La fin de la guerre froide marque-t-elle de nouvelles évolutions ?
Oui, après la fin de la guerre froide, les États membres veulent renforcer la dimension politique du projet européen : en 1992, le traité de Maastricht crée l’Union européenne et pose les bases d’une monnaie unique. Il institue également une citoyenneté européenne, ainsi qu’une politique extérieure et de sécurité commune (PESC).
Ensuite, les autres traités apportent quelques modifications au modèle de Maastricht, dans le sens général d’un renforcement des pouvoirs des institutions européennes.
Le traité d’Amsterdam de 1997 instaure ainsi un poste de Haut-représentant pour la PESC et intègre dans le champ communautaire les questions de visas, d’asile et d’immigration.
Le traité de Nice de 2001 réforme le système institutionnel pour l’adapter aux élargissements à l’Est de l’Union européenne, et favorise ces élargissements : 13 nouveaux pays adhérent entre 2004 et 2013.
Mais, parallèlement aux élargissements, l’Europe connait, on s’en souvient, une crise liée à la non ratification du traité établissant une Constitution pour l’Europe : au printemps 2005, les citoyens français ET néerlandais rejettent le texte.
La crise institutionnelle prend fin avec la signature du traité de Lisbonne, entré en vigueur en 2009. Celui-ci apporte de nombreuses modifications au fonctionnement de l’UE, notamment l’élection d’un président du Conseil européen pour deux ans et demi et l’extension des pouvoirs du Parlement européen. Elu au suffrage universel, il devient colégislateur avec le Conseil dans la plupart des domaines.
Avec le traité de Lisbonne se cristallise néanmoins une crise de confiance des citoyens dans le processus décisionnel européen, les référendums ayant été contournés par les dirigeants. C’est ce traité de Lisbonne qui serait aujourd’hui révisé si on suit les demandes de la conférence des citoyens.
Quelle est la procédure de révision du traité de Lisbonne ?
Les procédures de révision sont inclues dans le traité. Il y en a deux : une procédure de révision ordinaire et des procédures de révision simplifiées.
La procédure de révision ordinaire concerne les modifications les plus importantes, et notamment les compétences de l’Union.

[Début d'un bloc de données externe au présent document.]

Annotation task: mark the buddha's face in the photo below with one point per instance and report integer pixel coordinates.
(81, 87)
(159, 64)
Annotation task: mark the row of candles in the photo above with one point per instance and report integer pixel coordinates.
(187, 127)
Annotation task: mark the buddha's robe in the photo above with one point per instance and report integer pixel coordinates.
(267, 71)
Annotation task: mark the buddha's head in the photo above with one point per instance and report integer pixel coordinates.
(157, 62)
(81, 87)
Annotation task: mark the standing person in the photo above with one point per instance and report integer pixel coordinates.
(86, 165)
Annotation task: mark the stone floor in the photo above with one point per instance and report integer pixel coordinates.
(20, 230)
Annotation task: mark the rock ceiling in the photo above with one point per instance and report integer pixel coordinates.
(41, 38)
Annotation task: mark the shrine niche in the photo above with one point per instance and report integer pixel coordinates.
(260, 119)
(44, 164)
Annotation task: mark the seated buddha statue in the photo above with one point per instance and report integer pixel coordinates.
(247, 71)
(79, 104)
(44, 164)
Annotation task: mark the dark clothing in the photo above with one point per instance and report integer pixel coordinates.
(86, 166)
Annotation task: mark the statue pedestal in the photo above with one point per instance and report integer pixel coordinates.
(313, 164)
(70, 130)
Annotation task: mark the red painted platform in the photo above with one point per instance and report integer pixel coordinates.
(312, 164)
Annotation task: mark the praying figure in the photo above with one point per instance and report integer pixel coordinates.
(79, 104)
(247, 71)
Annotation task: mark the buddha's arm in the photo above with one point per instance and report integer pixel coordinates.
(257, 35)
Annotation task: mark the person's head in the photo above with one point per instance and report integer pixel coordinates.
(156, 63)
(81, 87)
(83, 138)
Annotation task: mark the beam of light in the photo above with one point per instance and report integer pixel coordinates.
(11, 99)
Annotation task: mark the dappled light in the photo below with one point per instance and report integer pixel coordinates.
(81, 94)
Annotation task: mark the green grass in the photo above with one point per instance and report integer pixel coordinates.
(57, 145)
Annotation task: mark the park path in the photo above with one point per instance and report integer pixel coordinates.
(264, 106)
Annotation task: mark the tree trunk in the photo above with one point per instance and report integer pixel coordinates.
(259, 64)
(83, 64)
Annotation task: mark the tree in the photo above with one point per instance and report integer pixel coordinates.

Elle peut être demandée par le gouvernement d’un État membre, par le Parlement européen ou par la Commission européenne. Celui qui la demande peut soumettre des projets de révision au Conseil de l’Union Européenne (au niveau des ministres), lequel les transmet au Conseil européen (au niveau des chefs de gouvernement) et les notifie enfin aux parlements nationaux.
Le Conseil européen peut alors décider de convoquer une conférence intergouvernementale (CIG). Les amendements aux traités qu’adopte la CIG n’entrent en vigueur qu’après ratification par tous les États membres.
Et la procédure de révision simplifiée ?
La procédure de révision simplifiée ne s’applique qu’aux politiques et actions internes de l’Union : le gouvernement d’un État membre, le Parlement ou la Commission peut soumettre au Conseil européen des projets de révision. Le Conseil européen peut, mais en statuant dans ce cas à l’unanimité, et non pas à la majorité simple, adopter une décision européenne modifiant tout ou partie de ces dispositions. Cette décision n’entre elle aussi en vigueur qu’après son approbation par tous les États membres.
Dans les deux cas, légalement, il doit y avoir unanimité, soit par la ratification, soit par la décision au sein du Conseil européen, de tous les États membres. Autrement dit, la démarche issue de la consultation citoyenne sera longue, et suscitera de nombreux débats. Certes, elle s’appuie sur une pression citoyenne, mais le forum de la consultation citoyenne a réunit 50 000 participations, sur près de 450 millions d’habitants dans l’Union, ce qui limite sa légitimité. Et de nombreux États membres seront peu enclins à accepter les révisions en question, notamment la suppression de la règle de l’unanimité. Si révision il y a, elle est donc loin d’être acquise.